As physical core counts have gone up it has gotten much easier for the hypervisor to schedule CPU resources without having the requesting system wait for said resources. When you used to have only dual 4c/8t or 8c/16t CPUs, you could easily have systems waiting for CPU resources if you were over allocated on vCPU. In this case a dual 8c/16t server will have 32 vCPU but you could have enough VMs on the server that you have allocated a total of 64 vCPUs. A VM with 4 vCPU has to wait until there are 4 threads available (with the Meltdown/Spector mitigations it would be 2c/4t or 4c) before it can get the physical CPU time. It can happen that say one system has 16 vCPU out of the 32 vCPU on the server and will be waiting almost forever for CPU resources. Since the scheduling isn't like getting in line, if only 8 vCPU frees up that 16 vCPU is left to wait while 2x 4 vCPU VMs get time on the CPU. The hosts I'm running all have 128 vCPU and that makes the CPU resource contention much less of an issue since at any time you are almost assured of free CPU resources. For example I have allocated over 160 vCPU to one server and never have I had an issue where VMs are waiting for compute.

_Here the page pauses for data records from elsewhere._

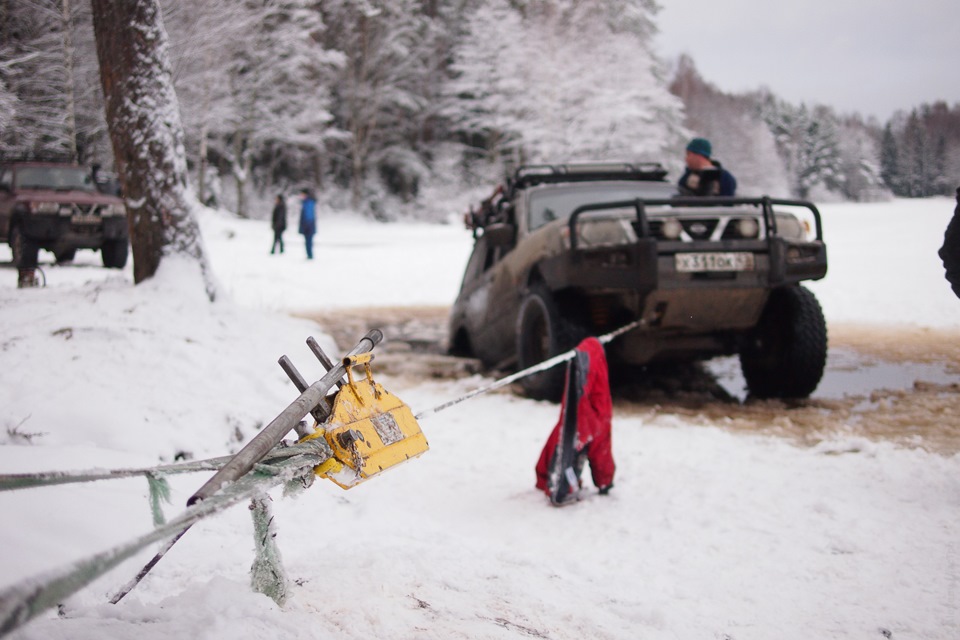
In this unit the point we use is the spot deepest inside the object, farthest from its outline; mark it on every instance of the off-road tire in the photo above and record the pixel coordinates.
(785, 354)
(65, 255)
(114, 254)
(542, 333)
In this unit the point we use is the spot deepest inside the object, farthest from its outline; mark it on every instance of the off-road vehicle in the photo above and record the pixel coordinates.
(58, 206)
(567, 251)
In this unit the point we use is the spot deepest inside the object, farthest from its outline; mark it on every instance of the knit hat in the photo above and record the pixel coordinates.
(700, 146)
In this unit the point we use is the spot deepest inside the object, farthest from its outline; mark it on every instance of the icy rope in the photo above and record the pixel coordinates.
(21, 602)
(537, 368)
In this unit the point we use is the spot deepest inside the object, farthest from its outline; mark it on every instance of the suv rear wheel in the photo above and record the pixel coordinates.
(543, 333)
(114, 254)
(65, 255)
(786, 352)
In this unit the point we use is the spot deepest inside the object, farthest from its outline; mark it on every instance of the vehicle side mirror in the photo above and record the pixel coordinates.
(500, 234)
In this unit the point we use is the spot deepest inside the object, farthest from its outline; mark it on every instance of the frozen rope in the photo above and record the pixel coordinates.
(21, 602)
(537, 368)
(13, 481)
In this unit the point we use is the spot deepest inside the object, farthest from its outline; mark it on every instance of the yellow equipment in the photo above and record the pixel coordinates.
(369, 429)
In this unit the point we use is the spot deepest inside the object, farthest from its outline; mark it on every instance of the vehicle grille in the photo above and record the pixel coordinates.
(701, 228)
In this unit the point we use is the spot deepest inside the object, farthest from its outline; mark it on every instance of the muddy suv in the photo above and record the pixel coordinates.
(58, 206)
(563, 252)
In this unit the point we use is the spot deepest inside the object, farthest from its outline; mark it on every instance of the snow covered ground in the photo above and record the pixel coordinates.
(708, 533)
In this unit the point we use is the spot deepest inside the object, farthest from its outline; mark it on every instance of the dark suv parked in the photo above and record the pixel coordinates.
(567, 251)
(58, 206)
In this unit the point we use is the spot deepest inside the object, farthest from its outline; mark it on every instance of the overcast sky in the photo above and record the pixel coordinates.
(870, 56)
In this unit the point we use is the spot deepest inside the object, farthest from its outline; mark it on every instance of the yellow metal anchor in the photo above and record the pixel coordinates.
(369, 429)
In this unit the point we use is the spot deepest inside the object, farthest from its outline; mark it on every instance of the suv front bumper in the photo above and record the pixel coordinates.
(61, 231)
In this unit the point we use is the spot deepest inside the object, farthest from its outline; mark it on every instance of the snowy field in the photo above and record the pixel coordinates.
(708, 533)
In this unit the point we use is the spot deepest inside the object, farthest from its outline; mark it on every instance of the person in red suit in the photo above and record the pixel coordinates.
(583, 432)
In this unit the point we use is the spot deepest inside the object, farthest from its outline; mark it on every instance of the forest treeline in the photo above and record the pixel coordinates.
(373, 101)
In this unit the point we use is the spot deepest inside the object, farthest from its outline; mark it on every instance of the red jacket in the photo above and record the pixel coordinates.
(594, 413)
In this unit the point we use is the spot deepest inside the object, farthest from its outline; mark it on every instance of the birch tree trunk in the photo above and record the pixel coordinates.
(147, 135)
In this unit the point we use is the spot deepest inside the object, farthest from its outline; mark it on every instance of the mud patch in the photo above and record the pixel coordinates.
(897, 384)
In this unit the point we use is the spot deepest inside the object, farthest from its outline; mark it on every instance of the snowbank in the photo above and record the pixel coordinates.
(707, 533)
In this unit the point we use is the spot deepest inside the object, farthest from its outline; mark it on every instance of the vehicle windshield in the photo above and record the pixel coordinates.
(54, 178)
(557, 203)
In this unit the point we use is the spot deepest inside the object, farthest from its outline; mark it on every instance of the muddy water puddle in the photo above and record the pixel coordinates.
(898, 384)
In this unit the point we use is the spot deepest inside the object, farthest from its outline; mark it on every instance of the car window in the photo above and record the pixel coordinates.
(54, 178)
(557, 203)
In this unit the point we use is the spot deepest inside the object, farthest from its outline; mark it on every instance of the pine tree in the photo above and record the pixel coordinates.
(890, 161)
(49, 66)
(562, 80)
(148, 143)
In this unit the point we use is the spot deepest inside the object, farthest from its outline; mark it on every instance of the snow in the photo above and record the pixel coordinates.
(708, 533)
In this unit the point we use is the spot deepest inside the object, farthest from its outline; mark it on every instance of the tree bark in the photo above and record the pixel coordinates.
(147, 135)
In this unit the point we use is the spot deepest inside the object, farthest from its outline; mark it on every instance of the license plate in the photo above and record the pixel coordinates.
(731, 261)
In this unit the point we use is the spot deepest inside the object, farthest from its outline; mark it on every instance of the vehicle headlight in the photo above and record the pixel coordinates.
(788, 226)
(671, 229)
(44, 207)
(748, 228)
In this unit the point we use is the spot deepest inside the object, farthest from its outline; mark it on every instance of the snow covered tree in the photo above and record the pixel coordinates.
(254, 78)
(148, 143)
(50, 66)
(379, 92)
(552, 80)
(741, 140)
(890, 160)
(807, 142)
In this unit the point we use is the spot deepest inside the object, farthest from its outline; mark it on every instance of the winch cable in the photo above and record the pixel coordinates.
(537, 368)
(22, 602)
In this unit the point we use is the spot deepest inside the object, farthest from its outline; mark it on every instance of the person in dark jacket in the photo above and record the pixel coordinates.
(704, 175)
(587, 401)
(279, 223)
(950, 251)
(308, 219)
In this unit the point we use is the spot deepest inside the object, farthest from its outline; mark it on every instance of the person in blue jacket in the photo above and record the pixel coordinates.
(704, 175)
(950, 251)
(308, 219)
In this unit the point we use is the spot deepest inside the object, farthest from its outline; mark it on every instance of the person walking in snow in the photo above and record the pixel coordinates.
(279, 223)
(308, 219)
(583, 432)
(950, 251)
(705, 176)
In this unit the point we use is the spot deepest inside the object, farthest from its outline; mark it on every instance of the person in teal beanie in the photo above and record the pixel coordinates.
(704, 175)
(308, 219)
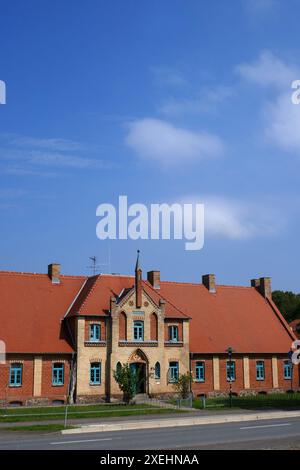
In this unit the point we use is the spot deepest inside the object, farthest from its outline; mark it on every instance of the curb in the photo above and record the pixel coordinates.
(170, 423)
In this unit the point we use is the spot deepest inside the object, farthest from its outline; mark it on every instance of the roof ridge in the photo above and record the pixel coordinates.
(90, 289)
(149, 285)
(28, 273)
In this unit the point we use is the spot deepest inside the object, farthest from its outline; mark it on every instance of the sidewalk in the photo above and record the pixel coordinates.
(191, 420)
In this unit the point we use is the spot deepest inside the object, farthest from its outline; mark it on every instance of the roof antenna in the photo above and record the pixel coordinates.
(94, 266)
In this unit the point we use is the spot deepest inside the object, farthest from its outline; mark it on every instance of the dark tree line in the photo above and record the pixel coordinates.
(288, 303)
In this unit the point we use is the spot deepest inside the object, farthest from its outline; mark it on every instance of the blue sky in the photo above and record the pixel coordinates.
(163, 101)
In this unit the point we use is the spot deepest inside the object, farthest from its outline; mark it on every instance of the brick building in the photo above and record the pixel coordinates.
(65, 335)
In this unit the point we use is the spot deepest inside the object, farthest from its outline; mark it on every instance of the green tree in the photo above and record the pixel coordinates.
(183, 385)
(288, 304)
(127, 381)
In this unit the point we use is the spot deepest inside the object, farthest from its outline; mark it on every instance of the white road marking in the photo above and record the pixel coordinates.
(266, 426)
(85, 440)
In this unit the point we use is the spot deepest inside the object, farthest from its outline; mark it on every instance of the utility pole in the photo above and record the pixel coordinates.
(229, 351)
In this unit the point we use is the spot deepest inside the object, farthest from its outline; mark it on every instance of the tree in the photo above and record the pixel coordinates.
(288, 303)
(127, 381)
(183, 385)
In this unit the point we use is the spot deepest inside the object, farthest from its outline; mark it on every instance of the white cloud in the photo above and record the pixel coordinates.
(237, 219)
(162, 142)
(269, 70)
(27, 153)
(283, 123)
(281, 116)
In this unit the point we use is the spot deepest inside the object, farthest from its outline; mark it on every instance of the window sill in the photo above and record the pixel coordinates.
(142, 343)
(174, 343)
(95, 343)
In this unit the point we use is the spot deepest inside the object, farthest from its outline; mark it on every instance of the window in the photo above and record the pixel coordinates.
(15, 375)
(138, 330)
(157, 370)
(58, 373)
(95, 332)
(173, 372)
(200, 371)
(95, 373)
(287, 370)
(173, 333)
(260, 370)
(230, 371)
(119, 367)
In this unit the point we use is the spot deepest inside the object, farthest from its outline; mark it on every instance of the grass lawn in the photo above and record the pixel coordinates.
(13, 415)
(270, 401)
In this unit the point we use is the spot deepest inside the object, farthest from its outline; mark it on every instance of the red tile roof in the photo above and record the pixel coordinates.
(234, 316)
(295, 327)
(31, 310)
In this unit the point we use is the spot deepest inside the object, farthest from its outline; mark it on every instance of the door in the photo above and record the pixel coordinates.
(139, 369)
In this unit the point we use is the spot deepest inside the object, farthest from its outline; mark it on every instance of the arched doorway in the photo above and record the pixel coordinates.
(139, 365)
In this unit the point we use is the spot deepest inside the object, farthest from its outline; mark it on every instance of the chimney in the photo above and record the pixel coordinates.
(209, 281)
(54, 272)
(263, 286)
(138, 282)
(153, 278)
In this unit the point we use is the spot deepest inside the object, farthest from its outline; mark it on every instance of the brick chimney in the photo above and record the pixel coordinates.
(264, 286)
(153, 278)
(209, 281)
(54, 273)
(138, 282)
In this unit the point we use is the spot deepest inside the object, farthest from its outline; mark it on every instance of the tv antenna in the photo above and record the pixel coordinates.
(95, 266)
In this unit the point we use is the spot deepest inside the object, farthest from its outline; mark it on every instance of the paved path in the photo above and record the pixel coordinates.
(267, 434)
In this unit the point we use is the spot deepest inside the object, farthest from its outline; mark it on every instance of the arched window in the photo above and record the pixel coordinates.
(157, 371)
(123, 326)
(138, 330)
(173, 333)
(153, 327)
(95, 332)
(287, 370)
(58, 373)
(15, 375)
(95, 373)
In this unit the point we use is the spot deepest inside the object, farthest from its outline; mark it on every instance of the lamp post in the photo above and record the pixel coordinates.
(229, 351)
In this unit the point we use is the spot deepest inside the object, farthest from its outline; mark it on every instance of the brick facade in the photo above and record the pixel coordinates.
(126, 302)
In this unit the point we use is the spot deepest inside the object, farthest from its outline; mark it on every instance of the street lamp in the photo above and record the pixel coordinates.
(229, 351)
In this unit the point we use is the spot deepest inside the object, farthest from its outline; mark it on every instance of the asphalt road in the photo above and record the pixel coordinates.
(266, 434)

I would probably need to be in the 250+ vCPU allocated before I run into CPU resource contention. With these high core count server CPUs, the biggest limiting factor for number of VMs running on a host has changed from CPU to RAM.
From the RAM side it will take a long time until 512GB DDR5 LRDIMMs are available. However, I could easily see the 128GB DDR5 RDIMM being the most popular size, like 64GB is right now for DDR4. For a company like where I work which does small cloud hosting, going from dual socket 8 Channel 64GB DIMMs (1TB total at 1DPC) to dual socket 12 Channel 128GB DIMMs (3TB total at 1DPC) is a huge boost.
Rοb - Thursday, February 24, 2022 - link
"There is no way to give a system only 1/4 core." Semantics - Put 4 VMs on one physical core. One example explanation found with one minute of searching: https://superuser.com/a/698959/schujj07 - Thursday, February 24, 2022 - link
Not semantics at all. While I can have 4 different VMs each with a single CPU on one physical core, that doesn't mean they get 1/4 core. Here is an example with 4 VMs lets call the VMs A, B, C, & D. The host machine has a single physical non SMT CPU. VM A is running something that is using continuous CPU (say y-cruncher but only 25% CPU load). VMs B, C, & D want to run something on the CPU (say OS updates). Those VMs cannot each get 25% of the CPU all at the same time. They have to wait until VM A is done requesting that CPU access until 1 of those next VMs can request CPU for the updates. I cannot have the CPU running at 100% load with those VMs all running code simultaneously (in parallel for lack of a better term) on the CPU. The requests for CPU time are done in serial not parallel. Therefore you cannot give 1/4 of a CPU to a VM.That link you gave is talking about something different. When you setup a VM in VMware, Hyper-V, etc...you are asked to specify the number of CPUs for the system. You have 2 options for giving the number of CPUs (Cores & Sockets). 99.9% of the time it doesn't matter how you do it. You say you are giving VM 4 CPUs it gets 4 CPUs. When you look at the settings in VMware, you see that is 4 sockets @ 1 core /socket. However, I can change that to 1 socket @ 4 cores/socket or 2 sockets @ 2 cores/socket, etc...The OS doesn't care how it is setup as it is getting the CPU you told it was going to get. Where that matters, is in some software licensing is done Per Socket so you might get charged a lot more if your software thinks it is 4 sockets vs 1 socket for licensing. This does not mean I'm giving one system 1/4 (0.25) a CPU vs 4 CPUs.
FYI I am an expert in virtualization. I have my VMware Data Center Virtualization Certificate and am a VMware Certified Professional and I run a data center. I have been the lead VMware Admin for the last 3.5 years.